5 posts in this topic

[Trigonometric Knowledge Useful!]

Alright, I'm trying to create my own version of a circle by using triangles, I guess right now my intended circle will be an octagon because it has 8 sides, well it will.

So far I have this one triangle:

[img]http://i610.photobucket.com/albums/tt190/Spirrwell/Screenshotfrom2012-11-16135637.png[/img]

The two sides on the left and right is known as r for radius which is equal to half of the window's height. Since I was going to try to deal with a circle with 8 "slices" the angle measure of the bottom angle has to be 45 degrees. and I use that to find the length of the top side which is done with this function:

[CODE]
double FindMissingSide(double a, double b, double C)
{
//ToRadians is a variable which is PI/180.0
double c = sqrt(pow(a, 2.0) + pow(b, 2.0) - 2 * a * b * cos(C * ToRadians));
return c;
}
[/CODE]


I use it in my drawing code (Yes I know I'm calculating the unknown side every time, but this is a small project so I'm not worried):

[CODE]
glPushMatrix();
glColor3f(1.0f, 1.0f, 1.0f);
glTranslated((double)ScreenWidth/2.0, (double)ScreenHeight/2.0, 0.0);
glBegin(GL_TRIANGLES);
glVertex2d(0.0 - (FindMissingSide(r, r, 360.0/slices)/2), 0.0 - r);
glVertex2d(0.0 + (FindMissingSide(r, r, 360.0/slices)/2), 0.0 - r);
glVertex2d(0.0, 0.0);
glEnd();
glPopMatrix();
[/CODE]

Now before I went and created a for loop, I decided I'd create another triangle and rotate 45 degrees with [i]glRotated(45.0, 0.0, 0.0, 1.0);[/i], which I would expect the two triangles to share one side, but it has a gap of about 3 degrees:

[img]http://i610.photobucket.com/albums/tt190/Spirrwell/Screenshotfrom2012-11-16135708.png[/img]

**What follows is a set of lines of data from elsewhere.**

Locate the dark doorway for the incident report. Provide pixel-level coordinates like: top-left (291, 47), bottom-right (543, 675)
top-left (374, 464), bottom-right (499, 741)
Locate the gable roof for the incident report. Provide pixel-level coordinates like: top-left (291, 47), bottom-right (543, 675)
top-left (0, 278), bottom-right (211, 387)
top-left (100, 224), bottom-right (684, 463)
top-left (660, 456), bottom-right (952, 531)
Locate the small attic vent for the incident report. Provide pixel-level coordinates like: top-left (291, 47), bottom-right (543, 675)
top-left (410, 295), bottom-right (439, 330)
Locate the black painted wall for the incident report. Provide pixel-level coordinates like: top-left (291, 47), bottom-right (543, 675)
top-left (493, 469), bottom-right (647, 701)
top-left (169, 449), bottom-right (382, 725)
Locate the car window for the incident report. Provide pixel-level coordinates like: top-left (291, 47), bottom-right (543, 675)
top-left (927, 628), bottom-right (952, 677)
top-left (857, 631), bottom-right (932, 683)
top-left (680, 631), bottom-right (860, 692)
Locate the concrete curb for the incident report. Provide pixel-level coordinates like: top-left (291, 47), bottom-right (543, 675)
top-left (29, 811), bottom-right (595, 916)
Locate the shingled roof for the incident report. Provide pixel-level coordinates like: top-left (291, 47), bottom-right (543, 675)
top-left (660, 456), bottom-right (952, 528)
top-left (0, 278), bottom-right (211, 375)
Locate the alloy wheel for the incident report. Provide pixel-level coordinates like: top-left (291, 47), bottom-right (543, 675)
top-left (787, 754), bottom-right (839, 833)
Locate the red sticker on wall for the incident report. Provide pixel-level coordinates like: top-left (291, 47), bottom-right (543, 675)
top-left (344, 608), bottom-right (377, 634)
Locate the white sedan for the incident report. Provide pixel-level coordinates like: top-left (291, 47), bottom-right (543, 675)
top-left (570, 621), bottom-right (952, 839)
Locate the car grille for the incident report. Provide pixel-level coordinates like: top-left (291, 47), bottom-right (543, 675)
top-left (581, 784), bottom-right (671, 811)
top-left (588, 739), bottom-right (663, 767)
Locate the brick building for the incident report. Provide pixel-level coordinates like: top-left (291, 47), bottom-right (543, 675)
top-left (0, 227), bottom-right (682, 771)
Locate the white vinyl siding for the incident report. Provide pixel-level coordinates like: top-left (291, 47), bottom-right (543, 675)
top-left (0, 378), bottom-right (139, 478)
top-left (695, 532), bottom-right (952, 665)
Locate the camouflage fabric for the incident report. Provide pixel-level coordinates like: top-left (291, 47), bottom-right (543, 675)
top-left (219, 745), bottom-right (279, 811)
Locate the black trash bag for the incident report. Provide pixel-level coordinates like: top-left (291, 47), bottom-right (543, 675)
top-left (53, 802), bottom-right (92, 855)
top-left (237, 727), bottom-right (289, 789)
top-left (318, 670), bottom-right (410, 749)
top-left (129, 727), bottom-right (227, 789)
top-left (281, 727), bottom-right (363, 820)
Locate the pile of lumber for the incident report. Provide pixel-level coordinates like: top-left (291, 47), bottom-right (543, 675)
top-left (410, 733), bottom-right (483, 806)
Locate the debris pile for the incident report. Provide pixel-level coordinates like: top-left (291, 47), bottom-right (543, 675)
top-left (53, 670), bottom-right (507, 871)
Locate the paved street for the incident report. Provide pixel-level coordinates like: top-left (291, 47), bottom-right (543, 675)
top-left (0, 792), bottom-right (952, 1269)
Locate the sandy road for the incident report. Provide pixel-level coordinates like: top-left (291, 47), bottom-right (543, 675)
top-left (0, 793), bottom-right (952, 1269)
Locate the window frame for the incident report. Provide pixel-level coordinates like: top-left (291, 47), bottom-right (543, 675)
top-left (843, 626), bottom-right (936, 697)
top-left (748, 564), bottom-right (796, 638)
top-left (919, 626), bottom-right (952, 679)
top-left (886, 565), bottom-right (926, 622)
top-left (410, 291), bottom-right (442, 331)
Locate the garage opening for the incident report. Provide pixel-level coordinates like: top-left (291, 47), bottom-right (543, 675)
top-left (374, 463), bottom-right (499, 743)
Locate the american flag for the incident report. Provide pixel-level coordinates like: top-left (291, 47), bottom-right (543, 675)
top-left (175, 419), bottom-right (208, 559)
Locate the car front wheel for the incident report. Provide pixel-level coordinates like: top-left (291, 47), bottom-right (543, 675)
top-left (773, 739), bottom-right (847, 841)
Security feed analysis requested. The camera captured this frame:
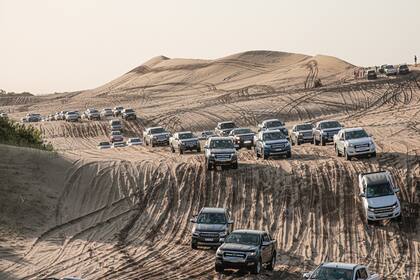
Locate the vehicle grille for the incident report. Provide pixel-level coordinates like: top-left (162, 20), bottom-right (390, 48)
top-left (200, 232), bottom-right (219, 238)
top-left (271, 144), bottom-right (286, 149)
top-left (214, 154), bottom-right (230, 160)
top-left (223, 252), bottom-right (246, 259)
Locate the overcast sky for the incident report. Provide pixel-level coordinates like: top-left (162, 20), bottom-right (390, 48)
top-left (0, 0), bottom-right (420, 94)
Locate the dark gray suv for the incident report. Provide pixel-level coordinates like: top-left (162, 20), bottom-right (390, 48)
top-left (190, 207), bottom-right (233, 249)
top-left (215, 230), bottom-right (277, 274)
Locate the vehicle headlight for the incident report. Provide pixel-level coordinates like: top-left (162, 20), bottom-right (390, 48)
top-left (248, 251), bottom-right (257, 257)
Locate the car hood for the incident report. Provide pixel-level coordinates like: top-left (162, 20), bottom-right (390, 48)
top-left (219, 243), bottom-right (258, 252)
top-left (179, 138), bottom-right (198, 142)
top-left (367, 194), bottom-right (398, 207)
top-left (264, 139), bottom-right (289, 145)
top-left (193, 224), bottom-right (227, 232)
top-left (210, 148), bottom-right (236, 154)
top-left (346, 137), bottom-right (372, 145)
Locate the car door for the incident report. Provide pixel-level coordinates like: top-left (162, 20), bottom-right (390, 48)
top-left (261, 232), bottom-right (273, 263)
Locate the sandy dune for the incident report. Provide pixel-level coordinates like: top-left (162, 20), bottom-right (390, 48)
top-left (0, 51), bottom-right (420, 279)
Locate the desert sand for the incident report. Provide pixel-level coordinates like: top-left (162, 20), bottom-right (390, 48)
top-left (0, 51), bottom-right (420, 279)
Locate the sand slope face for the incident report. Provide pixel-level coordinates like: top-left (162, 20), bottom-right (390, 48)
top-left (0, 51), bottom-right (420, 279)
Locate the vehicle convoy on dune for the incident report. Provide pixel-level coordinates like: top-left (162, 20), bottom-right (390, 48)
top-left (215, 230), bottom-right (277, 274)
top-left (255, 130), bottom-right (292, 159)
top-left (190, 207), bottom-right (233, 249)
top-left (303, 262), bottom-right (380, 280)
top-left (82, 108), bottom-right (101, 121)
top-left (214, 121), bottom-right (236, 136)
top-left (258, 119), bottom-right (289, 137)
top-left (359, 171), bottom-right (401, 224)
top-left (313, 120), bottom-right (343, 146)
top-left (121, 108), bottom-right (137, 121)
top-left (229, 128), bottom-right (255, 150)
top-left (290, 123), bottom-right (314, 145)
top-left (143, 126), bottom-right (171, 147)
top-left (204, 137), bottom-right (238, 170)
top-left (334, 127), bottom-right (376, 160)
top-left (169, 131), bottom-right (201, 154)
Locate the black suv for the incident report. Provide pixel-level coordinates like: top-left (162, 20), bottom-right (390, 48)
top-left (215, 230), bottom-right (277, 274)
top-left (190, 207), bottom-right (233, 249)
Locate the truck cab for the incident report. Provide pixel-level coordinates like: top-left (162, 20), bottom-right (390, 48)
top-left (204, 137), bottom-right (238, 170)
top-left (303, 262), bottom-right (379, 280)
top-left (359, 171), bottom-right (401, 224)
top-left (334, 127), bottom-right (376, 160)
top-left (255, 130), bottom-right (292, 159)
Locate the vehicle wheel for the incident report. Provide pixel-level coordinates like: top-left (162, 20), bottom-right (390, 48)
top-left (251, 259), bottom-right (261, 274)
top-left (267, 252), bottom-right (276, 270)
top-left (334, 145), bottom-right (341, 157)
top-left (214, 264), bottom-right (225, 273)
top-left (343, 149), bottom-right (351, 160)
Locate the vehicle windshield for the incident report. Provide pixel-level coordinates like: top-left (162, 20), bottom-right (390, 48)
top-left (210, 139), bottom-right (233, 149)
top-left (266, 121), bottom-right (284, 128)
top-left (311, 267), bottom-right (353, 280)
top-left (366, 182), bottom-right (394, 198)
top-left (197, 213), bottom-right (226, 225)
top-left (346, 129), bottom-right (369, 140)
top-left (296, 123), bottom-right (312, 131)
top-left (150, 127), bottom-right (166, 134)
top-left (320, 121), bottom-right (341, 128)
top-left (220, 122), bottom-right (236, 129)
top-left (225, 232), bottom-right (260, 246)
top-left (263, 131), bottom-right (286, 141)
top-left (178, 133), bottom-right (194, 139)
top-left (232, 128), bottom-right (252, 135)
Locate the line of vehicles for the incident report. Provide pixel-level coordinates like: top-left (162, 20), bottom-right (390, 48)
top-left (190, 207), bottom-right (380, 280)
top-left (21, 106), bottom-right (137, 122)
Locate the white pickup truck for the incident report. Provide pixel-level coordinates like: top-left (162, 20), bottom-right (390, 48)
top-left (303, 262), bottom-right (380, 280)
top-left (359, 171), bottom-right (401, 224)
top-left (333, 127), bottom-right (376, 160)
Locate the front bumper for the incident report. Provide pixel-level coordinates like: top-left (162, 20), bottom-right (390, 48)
top-left (367, 207), bottom-right (401, 221)
top-left (346, 145), bottom-right (376, 156)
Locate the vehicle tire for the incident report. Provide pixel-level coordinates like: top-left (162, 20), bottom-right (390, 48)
top-left (214, 264), bottom-right (225, 273)
top-left (267, 252), bottom-right (277, 270)
top-left (251, 258), bottom-right (262, 274)
top-left (343, 149), bottom-right (351, 160)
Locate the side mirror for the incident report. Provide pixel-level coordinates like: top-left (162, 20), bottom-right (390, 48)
top-left (303, 272), bottom-right (311, 279)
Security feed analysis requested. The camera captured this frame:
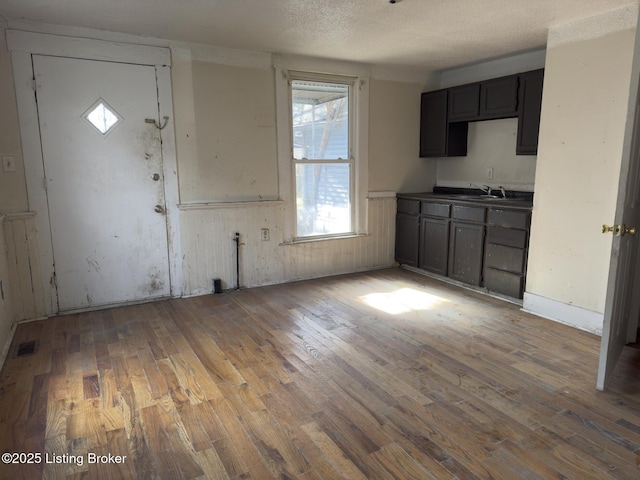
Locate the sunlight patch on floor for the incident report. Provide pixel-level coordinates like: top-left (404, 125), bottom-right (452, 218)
top-left (360, 288), bottom-right (450, 315)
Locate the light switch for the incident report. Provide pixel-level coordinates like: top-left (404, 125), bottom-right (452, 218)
top-left (2, 155), bottom-right (16, 172)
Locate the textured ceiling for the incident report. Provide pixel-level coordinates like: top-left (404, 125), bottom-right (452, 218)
top-left (0, 0), bottom-right (638, 70)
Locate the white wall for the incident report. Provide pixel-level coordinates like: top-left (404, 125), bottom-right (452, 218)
top-left (369, 79), bottom-right (436, 193)
top-left (0, 27), bottom-right (28, 214)
top-left (437, 118), bottom-right (536, 192)
top-left (524, 6), bottom-right (638, 333)
top-left (181, 197), bottom-right (396, 296)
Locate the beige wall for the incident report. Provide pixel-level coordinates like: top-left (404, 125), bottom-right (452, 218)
top-left (369, 80), bottom-right (436, 192)
top-left (438, 118), bottom-right (536, 191)
top-left (0, 29), bottom-right (29, 213)
top-left (525, 23), bottom-right (637, 323)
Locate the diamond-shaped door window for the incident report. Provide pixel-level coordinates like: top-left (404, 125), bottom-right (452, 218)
top-left (83, 98), bottom-right (122, 136)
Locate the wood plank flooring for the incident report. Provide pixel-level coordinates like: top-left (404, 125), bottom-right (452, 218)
top-left (0, 269), bottom-right (640, 480)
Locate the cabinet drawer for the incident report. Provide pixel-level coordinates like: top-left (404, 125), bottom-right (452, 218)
top-left (421, 202), bottom-right (451, 218)
top-left (449, 83), bottom-right (480, 122)
top-left (487, 208), bottom-right (531, 230)
top-left (487, 226), bottom-right (527, 248)
top-left (484, 244), bottom-right (525, 274)
top-left (484, 268), bottom-right (524, 298)
top-left (451, 205), bottom-right (485, 222)
top-left (396, 198), bottom-right (420, 215)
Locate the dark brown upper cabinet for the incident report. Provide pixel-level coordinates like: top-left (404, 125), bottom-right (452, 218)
top-left (420, 90), bottom-right (468, 157)
top-left (479, 75), bottom-right (518, 120)
top-left (449, 83), bottom-right (480, 122)
top-left (516, 69), bottom-right (544, 155)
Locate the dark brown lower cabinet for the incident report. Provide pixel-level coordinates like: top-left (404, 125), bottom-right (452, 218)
top-left (418, 217), bottom-right (449, 276)
top-left (449, 220), bottom-right (484, 285)
top-left (395, 212), bottom-right (420, 267)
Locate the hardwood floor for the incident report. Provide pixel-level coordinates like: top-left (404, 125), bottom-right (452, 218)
top-left (0, 269), bottom-right (640, 480)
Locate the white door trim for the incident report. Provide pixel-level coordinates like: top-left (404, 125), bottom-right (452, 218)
top-left (7, 30), bottom-right (182, 315)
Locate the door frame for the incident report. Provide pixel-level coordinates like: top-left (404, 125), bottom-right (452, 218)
top-left (6, 30), bottom-right (183, 316)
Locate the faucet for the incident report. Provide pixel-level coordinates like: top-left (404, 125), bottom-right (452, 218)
top-left (469, 183), bottom-right (492, 195)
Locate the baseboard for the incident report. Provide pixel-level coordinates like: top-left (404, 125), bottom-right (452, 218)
top-left (522, 292), bottom-right (604, 336)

Now I said it seemed to have a gap of 3 degrees because if I set the x rotation to 42, it shares the side, but then it's off by 3 degrees, and the next triangle I would have to subtract 6 degrees because I already subtracted 3 from the last rotation.

I don't understand, I must be doing something plainly stupid and I don't see it. I would think that I must be calculating the missing side wrong somehow...

Any ideas?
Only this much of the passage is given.